Given: $$A = A_1 \cup A_2 \cup \ldots \cup A_k$$ with $$A_i \cap A_j = \phi$$ for $$i \neq j$$.

The relation $$R = \{(x, y) : y \in A_i \text{ if and only if } x \in A_i,\; 1 \leq i \leq k\}$$.

This means $$(x, y) \in R$$ if and only if $$x$$ and $$y$$ belong to the same partition $$A_i$$.

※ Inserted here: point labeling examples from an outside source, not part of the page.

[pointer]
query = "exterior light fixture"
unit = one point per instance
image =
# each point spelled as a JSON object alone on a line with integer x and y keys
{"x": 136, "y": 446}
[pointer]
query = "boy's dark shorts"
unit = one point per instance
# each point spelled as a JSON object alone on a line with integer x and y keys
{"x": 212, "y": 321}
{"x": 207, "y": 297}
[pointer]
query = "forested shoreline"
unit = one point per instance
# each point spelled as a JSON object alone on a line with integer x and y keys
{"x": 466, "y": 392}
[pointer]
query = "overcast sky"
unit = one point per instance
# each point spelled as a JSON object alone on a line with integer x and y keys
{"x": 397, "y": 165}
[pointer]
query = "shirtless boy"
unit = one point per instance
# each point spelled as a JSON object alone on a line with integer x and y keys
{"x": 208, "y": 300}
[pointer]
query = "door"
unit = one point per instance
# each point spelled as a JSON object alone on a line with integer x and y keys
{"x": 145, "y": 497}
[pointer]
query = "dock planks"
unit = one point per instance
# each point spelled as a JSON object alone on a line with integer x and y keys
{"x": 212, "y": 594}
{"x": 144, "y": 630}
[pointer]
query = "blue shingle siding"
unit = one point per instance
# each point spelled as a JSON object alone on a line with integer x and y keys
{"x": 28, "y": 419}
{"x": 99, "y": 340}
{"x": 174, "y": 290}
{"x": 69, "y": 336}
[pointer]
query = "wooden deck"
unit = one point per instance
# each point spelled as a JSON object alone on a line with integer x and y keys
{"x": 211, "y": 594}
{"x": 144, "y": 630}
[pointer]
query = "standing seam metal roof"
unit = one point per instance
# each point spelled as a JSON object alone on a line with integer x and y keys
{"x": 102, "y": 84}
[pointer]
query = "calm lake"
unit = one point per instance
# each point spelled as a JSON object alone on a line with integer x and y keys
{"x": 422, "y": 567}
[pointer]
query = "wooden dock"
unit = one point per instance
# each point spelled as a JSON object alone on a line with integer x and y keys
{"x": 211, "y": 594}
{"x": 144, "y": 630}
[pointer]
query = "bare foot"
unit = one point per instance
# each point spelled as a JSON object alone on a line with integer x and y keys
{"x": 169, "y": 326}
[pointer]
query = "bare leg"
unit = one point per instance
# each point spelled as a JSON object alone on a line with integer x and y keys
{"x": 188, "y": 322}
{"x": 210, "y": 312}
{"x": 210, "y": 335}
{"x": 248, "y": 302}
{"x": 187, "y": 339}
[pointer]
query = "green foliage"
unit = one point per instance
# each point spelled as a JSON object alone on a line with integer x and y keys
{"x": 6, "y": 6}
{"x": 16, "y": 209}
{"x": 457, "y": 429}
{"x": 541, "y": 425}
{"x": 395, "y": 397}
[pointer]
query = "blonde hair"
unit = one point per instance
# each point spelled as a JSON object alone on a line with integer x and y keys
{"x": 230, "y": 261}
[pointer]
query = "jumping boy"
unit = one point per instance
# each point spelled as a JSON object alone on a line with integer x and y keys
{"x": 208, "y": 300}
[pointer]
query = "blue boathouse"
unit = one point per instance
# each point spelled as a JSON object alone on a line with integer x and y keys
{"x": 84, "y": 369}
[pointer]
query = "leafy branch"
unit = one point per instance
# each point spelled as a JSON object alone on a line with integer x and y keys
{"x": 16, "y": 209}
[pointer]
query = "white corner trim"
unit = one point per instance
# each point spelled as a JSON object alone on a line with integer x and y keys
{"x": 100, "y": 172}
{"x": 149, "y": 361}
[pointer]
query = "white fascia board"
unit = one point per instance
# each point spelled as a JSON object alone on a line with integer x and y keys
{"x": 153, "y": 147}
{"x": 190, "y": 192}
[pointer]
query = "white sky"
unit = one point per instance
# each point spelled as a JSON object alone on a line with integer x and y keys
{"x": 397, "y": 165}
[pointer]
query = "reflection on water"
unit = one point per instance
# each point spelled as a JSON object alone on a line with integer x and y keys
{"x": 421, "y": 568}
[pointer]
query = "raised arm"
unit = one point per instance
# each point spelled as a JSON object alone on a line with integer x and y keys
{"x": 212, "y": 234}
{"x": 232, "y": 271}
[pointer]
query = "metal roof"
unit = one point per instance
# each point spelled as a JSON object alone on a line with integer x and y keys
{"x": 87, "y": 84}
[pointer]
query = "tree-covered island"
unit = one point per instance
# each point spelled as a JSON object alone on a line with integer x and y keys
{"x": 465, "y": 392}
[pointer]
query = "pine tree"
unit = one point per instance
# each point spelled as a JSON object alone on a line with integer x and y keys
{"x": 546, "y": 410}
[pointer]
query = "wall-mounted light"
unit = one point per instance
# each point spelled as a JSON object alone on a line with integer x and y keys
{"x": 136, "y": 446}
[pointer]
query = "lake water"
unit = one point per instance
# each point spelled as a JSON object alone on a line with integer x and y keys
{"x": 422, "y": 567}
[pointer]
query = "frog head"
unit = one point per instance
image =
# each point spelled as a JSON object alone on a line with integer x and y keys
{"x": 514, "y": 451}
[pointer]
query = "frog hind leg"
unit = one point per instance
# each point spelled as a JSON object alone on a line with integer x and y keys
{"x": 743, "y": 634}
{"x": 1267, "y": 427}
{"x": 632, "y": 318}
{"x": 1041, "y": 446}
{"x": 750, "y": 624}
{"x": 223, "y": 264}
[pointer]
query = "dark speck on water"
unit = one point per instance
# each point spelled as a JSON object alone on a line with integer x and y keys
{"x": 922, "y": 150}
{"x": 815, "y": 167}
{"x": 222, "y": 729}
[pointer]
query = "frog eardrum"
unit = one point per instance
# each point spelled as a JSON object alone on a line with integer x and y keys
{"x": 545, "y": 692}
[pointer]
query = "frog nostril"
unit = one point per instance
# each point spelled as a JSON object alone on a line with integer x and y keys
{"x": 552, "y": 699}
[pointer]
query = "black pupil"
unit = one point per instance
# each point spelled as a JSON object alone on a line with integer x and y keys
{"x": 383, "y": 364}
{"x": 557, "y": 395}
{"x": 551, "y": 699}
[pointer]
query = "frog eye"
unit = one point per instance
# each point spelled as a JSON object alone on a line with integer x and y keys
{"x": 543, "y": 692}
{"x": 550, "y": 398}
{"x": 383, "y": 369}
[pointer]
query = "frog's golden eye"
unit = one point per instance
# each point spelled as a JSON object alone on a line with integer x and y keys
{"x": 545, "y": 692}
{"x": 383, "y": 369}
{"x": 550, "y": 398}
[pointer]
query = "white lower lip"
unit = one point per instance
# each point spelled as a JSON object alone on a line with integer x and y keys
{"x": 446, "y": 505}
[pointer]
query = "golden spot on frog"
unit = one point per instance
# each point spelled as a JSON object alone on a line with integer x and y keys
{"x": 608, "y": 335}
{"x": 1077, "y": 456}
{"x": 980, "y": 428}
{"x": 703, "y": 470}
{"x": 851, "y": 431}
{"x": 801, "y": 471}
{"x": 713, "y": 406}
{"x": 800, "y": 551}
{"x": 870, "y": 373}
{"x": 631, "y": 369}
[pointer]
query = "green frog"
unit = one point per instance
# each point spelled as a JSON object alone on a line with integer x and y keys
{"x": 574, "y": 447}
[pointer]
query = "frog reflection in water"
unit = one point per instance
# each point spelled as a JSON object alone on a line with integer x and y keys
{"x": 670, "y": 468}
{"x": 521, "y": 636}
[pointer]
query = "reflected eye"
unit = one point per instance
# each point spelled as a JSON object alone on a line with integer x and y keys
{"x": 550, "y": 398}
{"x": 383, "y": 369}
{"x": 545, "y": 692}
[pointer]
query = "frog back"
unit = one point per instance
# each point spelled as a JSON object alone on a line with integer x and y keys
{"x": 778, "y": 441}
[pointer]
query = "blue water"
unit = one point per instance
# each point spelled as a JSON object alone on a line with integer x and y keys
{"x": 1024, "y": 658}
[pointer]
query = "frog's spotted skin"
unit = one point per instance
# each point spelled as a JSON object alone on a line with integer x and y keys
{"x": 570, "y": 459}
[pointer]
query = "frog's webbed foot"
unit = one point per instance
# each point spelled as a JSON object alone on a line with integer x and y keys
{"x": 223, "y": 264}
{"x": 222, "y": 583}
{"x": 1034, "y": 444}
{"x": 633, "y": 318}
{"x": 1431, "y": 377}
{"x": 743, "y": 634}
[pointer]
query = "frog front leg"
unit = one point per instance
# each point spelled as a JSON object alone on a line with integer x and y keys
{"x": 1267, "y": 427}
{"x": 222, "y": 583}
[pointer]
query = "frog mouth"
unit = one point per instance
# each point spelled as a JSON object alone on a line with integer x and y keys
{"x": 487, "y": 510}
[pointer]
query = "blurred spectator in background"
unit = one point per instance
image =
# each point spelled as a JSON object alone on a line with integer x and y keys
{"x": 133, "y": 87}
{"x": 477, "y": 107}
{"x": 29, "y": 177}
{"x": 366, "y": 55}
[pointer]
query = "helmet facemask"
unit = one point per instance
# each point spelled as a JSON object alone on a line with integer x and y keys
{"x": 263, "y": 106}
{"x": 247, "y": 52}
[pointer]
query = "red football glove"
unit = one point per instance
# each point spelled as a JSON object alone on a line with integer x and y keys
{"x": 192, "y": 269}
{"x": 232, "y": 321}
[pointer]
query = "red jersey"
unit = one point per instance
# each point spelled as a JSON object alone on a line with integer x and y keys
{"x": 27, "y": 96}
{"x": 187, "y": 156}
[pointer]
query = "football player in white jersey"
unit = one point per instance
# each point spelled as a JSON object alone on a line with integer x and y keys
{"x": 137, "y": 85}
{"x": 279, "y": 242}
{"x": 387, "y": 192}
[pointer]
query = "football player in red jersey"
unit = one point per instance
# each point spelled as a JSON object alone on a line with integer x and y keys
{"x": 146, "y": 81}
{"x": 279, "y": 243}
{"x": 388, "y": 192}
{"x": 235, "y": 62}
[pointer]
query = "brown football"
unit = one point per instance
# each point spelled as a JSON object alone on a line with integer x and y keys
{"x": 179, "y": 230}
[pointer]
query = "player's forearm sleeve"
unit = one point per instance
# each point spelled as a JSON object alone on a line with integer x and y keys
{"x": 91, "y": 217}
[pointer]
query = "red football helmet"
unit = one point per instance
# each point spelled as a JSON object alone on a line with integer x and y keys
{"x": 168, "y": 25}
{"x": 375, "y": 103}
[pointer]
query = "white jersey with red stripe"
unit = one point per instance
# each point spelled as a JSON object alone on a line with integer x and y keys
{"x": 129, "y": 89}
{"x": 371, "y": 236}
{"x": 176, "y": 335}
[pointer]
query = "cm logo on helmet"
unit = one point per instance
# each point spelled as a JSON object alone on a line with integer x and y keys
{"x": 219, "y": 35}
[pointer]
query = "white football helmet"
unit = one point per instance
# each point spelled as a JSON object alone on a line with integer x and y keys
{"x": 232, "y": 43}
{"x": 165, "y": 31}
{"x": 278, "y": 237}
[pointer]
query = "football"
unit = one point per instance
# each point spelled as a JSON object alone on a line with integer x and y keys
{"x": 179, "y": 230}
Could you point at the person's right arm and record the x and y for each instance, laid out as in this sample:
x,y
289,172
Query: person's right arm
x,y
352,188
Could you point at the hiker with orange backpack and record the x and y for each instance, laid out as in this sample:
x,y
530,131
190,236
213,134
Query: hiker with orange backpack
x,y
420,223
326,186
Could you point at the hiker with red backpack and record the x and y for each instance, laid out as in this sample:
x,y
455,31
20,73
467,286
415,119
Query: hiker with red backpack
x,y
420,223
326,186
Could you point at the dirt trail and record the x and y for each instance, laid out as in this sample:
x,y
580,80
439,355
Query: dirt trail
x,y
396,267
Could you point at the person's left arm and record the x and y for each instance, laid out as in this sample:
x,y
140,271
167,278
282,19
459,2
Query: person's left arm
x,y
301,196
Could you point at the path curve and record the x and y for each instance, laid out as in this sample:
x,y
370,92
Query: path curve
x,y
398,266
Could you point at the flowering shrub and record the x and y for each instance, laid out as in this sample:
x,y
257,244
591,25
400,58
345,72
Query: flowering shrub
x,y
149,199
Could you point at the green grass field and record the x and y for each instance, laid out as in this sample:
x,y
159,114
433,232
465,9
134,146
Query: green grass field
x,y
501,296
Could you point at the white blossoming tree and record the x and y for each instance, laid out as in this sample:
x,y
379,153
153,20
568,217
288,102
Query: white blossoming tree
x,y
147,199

Reflexive: For any $$x \in A$$, there exists $$A_i$$ such that $$x \in A_i$$. Since $$x \in A_i \Leftrightarrow x \in A_i$$, we have $$(x, x) \in R$$. $$\checkmark$$

Symmetric: If $$(x, y) \in R$$, then $$x$$ and $$y$$ are in the same $$A_i$$. So $$y$$ and $$x$$ are also in the same $$A_i$$, giving $$(y, x) \in R$$. $$\checkmark$$

Transitive: If $$(x, y) \in R$$ and $$(y, z) \in R$$, then $$x, y$$ are in the same $$A_i$$ and $$y, z$$ are in the same $$A_j$$. Since $$y \in A_i$$ and $$y \in A_j$$, and the sets are disjoint, $$i = j$$. So $$x, z \in A_i$$, giving $$(x, z) \in R$$. $$\checkmark$$

Since $$R$$ is reflexive, symmetric, and transitive, it is an equivalence relation.

The answer is Option D: an equivalence relation.